[TAG] deleted file recovery
Ben Okopnik
ben at linuxgazette.net
Fri Oct 17 17:06:32 MSD 2008
On Fri, Oct 17, 2008 at 12:58:07AM +0100, Francis Daly wrote:
> On Thu, Oct 16, 2008 at 06:52:27PM -0400, Ben Okopnik wrote:
>
> > Here's something that should address both issues (I have not done any
> > significant testing on this, and would certainly welcome comments):
>
> Even minor nitpicky ones? :-)
Sure. As long as they're at least interesting. :)
> > ``
> > #!/bin/bash
> > # Created by Ben Okopnik on Thu Oct 16 18:17:50 EDT 2008
> >
> > [ -z "$1" ] && { printf "Usage: ${0##*/} <file_to_safely_delete>\n"; exit; }
> >
> > ################ User-defined variables ###########################
> > savedir=${HOME}/.Trash # Directory in which files are backed up #
> > keeptime=30 # Delete backups after this many days #
> > ###################################################################
> >
> > # Create $savedir if it doesn't exist
> > [ -d "$savedir" ] || mkdir "$savedir"
>
> I tend to "mkdir -p". Presumably they have similar failure modes if
> $savedir exists as a non-directory. Possibly I'm sacrificing pre-POSIX
> portability for less typing.
[blink] In what case, pray tell, would *${HOME}* not exist? I suppose
that '-p' would do no harm - frankly, using it in scripts is my own
first inclination - but I couldn't see any situation in which it would
be applicable.
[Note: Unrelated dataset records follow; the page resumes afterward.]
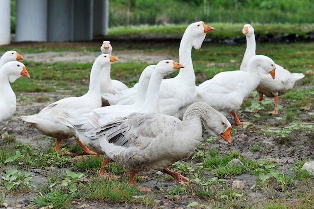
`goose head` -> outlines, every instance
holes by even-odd
[[[109,41],[104,41],[102,42],[102,45],[100,47],[100,51],[101,51],[102,54],[111,54],[112,47],[110,44],[110,42]]]
[[[184,67],[184,65],[179,62],[175,62],[171,59],[166,59],[157,63],[155,69],[157,69],[159,73],[166,76],[172,73],[175,70]]]
[[[242,29],[242,33],[246,36],[250,36],[254,34],[254,28],[250,24],[245,24]]]
[[[119,59],[114,56],[110,55],[109,54],[102,54],[96,59],[93,65],[96,64],[99,66],[105,66],[110,65],[112,62],[114,62],[118,60],[119,60]]]
[[[259,72],[262,74],[270,74],[273,79],[275,79],[276,64],[270,58],[258,55],[251,58],[247,64],[248,69],[257,66]]]
[[[23,59],[24,59],[23,56],[16,51],[8,51],[0,58],[0,63],[3,64],[10,61],[19,61]],[[0,64],[0,67],[2,65]]]
[[[18,61],[11,61],[5,63],[0,68],[1,73],[8,75],[9,80],[13,82],[22,76],[30,77],[25,65]]]
[[[183,36],[189,36],[189,39],[192,42],[193,47],[195,49],[199,49],[207,33],[215,29],[206,25],[203,21],[196,22],[188,26]]]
Anyone who actually edits the script and changes the
savedir to something bizarre would also theoretically know enough to
create it - or would suffer the consequences.
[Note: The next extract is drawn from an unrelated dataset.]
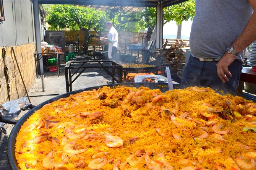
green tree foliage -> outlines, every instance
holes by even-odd
[[[103,29],[106,20],[105,12],[72,5],[53,5],[48,12],[46,20],[50,29],[71,30],[95,28]]]
[[[108,20],[114,22],[118,30],[139,32],[147,29],[146,41],[151,37],[156,23],[156,9],[146,8],[139,13],[126,12],[119,9],[107,11],[73,5],[55,5],[47,6],[49,11],[46,20],[50,25],[49,29],[61,30],[69,28],[71,30],[81,30],[86,32],[85,50],[90,31],[98,33],[105,30],[105,23]],[[194,0],[190,0],[164,9],[164,23],[174,21],[177,25],[183,21],[192,19],[195,14]]]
> > # Generate unique, time-stamped filename
> > savename="${1##*/}:`/bin/date '+%s%N'`"
> >
> > # Delete file *only* if hardlink creation succeeded
> > /bin/ln "$1" "$savedir/$savename" && /bin/rm "$1"
>
> I'm not sure I see the difference between this and just "mv" -- apart
> from the "cross-filesystem" thing. Maybe that's exactly it.
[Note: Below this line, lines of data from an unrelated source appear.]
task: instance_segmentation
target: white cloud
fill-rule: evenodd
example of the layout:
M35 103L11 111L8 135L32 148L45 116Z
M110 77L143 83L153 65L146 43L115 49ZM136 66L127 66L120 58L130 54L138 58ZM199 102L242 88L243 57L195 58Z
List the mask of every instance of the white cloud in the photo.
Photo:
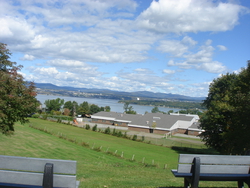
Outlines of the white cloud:
M197 65L197 69L205 70L210 73L223 73L227 71L227 68L217 61L202 63L201 65Z
M209 0L159 0L138 17L142 28L160 33L227 31L238 23L244 8Z
M174 73L175 73L175 70L164 69L164 70L163 70L163 73L166 73L166 74L174 74Z
M226 51L227 47L223 46L223 45L217 45L217 47L219 48L220 51Z
M187 49L188 50L188 49ZM213 60L215 48L212 46L212 40L205 41L205 44L199 47L197 52L188 51L180 56L184 60L175 62L170 60L168 66L177 66L181 69L197 69L209 73L224 73L227 71L226 66L221 62Z
M182 40L162 40L157 50L169 53L174 57L181 57L196 43L196 41L188 36L185 36Z
M0 38L8 44L20 45L33 39L35 32L26 20L4 16L0 18Z
M23 57L20 58L20 60L22 61L33 61L35 59L35 57L33 55L29 55L29 54L25 54Z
Try it on a, say, 10GB file. You'll see the difference immediately.
(Hint: it takes a while to "mv" something that size.)
> Can't use
> this script to delete from a non-$HOME filesystem (on typical
> implementations).
You have a point; copy-and-delete would cover more stuff, including
other filesystems. That's a pretty easy change.
> > # Delete any files in $savedir that are older than $keeptime
> > /usr/bin/find $savedir -mtime +$keeptime -delete
>
> ctime is more likely to be useful than mtime here, I think.
I'd considered it when I wrote it, but still can't see a reason that it
would be more useful. Reasoning, please?